Spaun performing reinforcement learning. This is a 3-armed bandit task. Spaun generates a number between 0-2, then is provided a reward or not, indicated by a 1 or 0 respectively. The reward is given with a probability of .12 for 'bad' actions and .72 for 'good' actions. In the video shown here, the 'good' action is choosing a 2. In longer runs, the 'good' action switches every once in a while. This task demonstrates that Spaun can change its behavior based on probabilistic rewards from the environment.
Task number two is a reinforcement learning task. After each question mark, Spaun must guess the 'best' number between zero and three. The best number is the number that generates the most reward. In the simulation, a positive reward is indicated by a 1, and a lack of reward is indicated by a 0. However, even the best number is only probabilistically rewarded. Such tasks are called 'bandit tasks' because they are reminiscent of the chance rewards received from one-armed bandits at casinos.

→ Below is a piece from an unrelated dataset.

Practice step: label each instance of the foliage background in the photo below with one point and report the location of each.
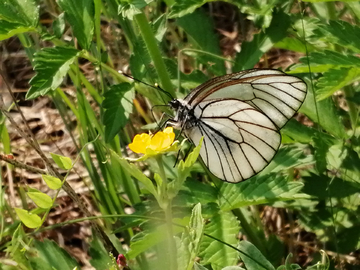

As you can seen in this simulation, Spaun begins with several guesses that do not generate much reward, until it has determined that 'two' is the best value. Spaun guesses two several times in a row. Eventually the two is not rewarded, but Spaun continues to guess that value. Soon after, the two is not rewarded a second time. So it changes it's guess.
The detailed spiking patterns of the ventral striatum in Spaun are strikingly similar to those of rats performing the same kind of bandit task.